New Perfume Review Providence Perfume Co. Vientiane- The Magic of Tincture

At the beginning of the month in the Under the Radar column I wrote about Providence Perfume Co. Moss Gown. In the last paragraph I mentioned that I found I had missed a new release earlier this year. By the next morning I was contacted and told a sample had been sent but returned to sender. It was quickly dispatched back to me. What greeted me in Providence Perfume Co. Vientiane is another example of why independent perfumer Charna Ethier is among our best.

I visited Ms. Ethier a couple years ago in her home base of Providence, RI. Through her early releases there was a delicacy of certain notes I had noticed. In the ingredient roster there were always lists of tinctures. I knew what they were, but Ms. Ethier schooled me that day on them. For those who would like to learn more than I am about to write I point you to a blog post by Ms. Ethier from 2012 where she goes into greater depth. In short, a tincture is the use of dried fragrant botanical material soaked in perfumer’s alcohol. The material is continually filtered out and replaced every few days. Once it has reached a desired scent profile it can be used.

Charna Ethier

You can see how this is the ideal ingredient for an independent perfumer. It provides a uniqueness that only comes from a particular creative. For Ms. Ethier these tinctures have provided some of the most fascinating undercurrents to her perfumes. In Vientiane she uses a jasmine rice tincture as the river upon which she floats three different sources of sandalwood.

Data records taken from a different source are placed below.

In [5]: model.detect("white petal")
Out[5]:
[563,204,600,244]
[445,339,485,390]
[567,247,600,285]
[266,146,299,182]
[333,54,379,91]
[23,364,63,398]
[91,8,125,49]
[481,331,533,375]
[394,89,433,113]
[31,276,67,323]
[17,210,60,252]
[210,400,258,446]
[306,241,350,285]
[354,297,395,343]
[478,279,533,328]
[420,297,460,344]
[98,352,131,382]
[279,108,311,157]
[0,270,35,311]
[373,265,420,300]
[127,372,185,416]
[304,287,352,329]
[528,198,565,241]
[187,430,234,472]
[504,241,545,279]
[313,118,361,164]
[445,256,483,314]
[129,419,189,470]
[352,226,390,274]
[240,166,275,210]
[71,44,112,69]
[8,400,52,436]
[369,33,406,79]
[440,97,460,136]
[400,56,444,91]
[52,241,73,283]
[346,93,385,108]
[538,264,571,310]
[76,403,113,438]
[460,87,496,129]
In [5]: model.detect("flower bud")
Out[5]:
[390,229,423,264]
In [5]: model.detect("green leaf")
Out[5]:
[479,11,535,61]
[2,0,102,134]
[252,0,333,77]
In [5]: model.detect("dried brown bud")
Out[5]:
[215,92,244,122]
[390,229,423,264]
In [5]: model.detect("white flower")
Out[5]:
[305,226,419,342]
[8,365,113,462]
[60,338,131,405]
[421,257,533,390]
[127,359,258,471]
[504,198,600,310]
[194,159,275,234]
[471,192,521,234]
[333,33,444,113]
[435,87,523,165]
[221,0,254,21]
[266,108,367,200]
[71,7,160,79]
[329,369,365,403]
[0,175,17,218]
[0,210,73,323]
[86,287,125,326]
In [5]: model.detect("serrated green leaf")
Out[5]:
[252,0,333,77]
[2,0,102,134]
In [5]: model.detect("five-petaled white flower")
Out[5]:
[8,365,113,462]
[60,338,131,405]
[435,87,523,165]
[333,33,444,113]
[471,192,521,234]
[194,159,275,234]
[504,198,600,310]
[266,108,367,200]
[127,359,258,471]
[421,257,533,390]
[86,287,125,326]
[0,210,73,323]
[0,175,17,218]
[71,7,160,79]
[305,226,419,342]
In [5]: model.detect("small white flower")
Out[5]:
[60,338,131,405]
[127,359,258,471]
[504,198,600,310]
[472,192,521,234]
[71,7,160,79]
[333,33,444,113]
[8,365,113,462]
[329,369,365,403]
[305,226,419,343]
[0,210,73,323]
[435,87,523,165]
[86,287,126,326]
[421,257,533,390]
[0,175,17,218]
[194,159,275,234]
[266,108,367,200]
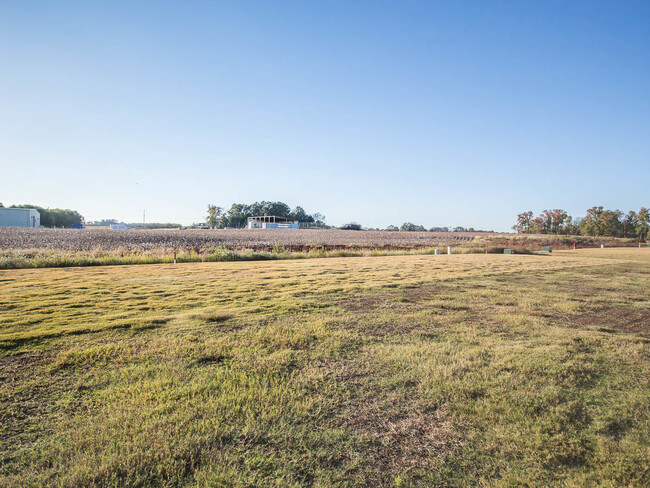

The name Vientiane comes from the capital city of Laos. The jasmine rice tincture adds a steamy humidity to the sandalwood core reminiscent of sitting on the side of the Mekong in the city itself.

Vientiane opens with an Indiana Jones-like scent of using a machete to cut through vines. It is vegetal and very green. It catches your attention and then as you hack it away you are left looking at a structure of sandalwood as if uncovered for the first time. By the coloration you see there are three types of sandalwood. A typical creamy version, a drier desiccated version, and a lighter version used as modulator. Underneath all of this is the jasmine rice tincture. Ms. Ethier sent me a little vial of it along with my sample of the perfume. Once I had the chance to smell its steamy toasty fragrance I was able to detect it sending its tendrils up through the sandalwood. This is where Vientiane remains with a surprisingly complex sandalwood on display for hours.

Vientiane has 8-10 hour longevity and moderate sillage.

If you are a colognoisseur of sandalwood perfumes Vientiane should be part of your collection. It is an entirely unique take transformed by the magic of the jasmine rice tincture into something very special.

Disclosure: This review was based on a sample provided by Providence Perfume Co.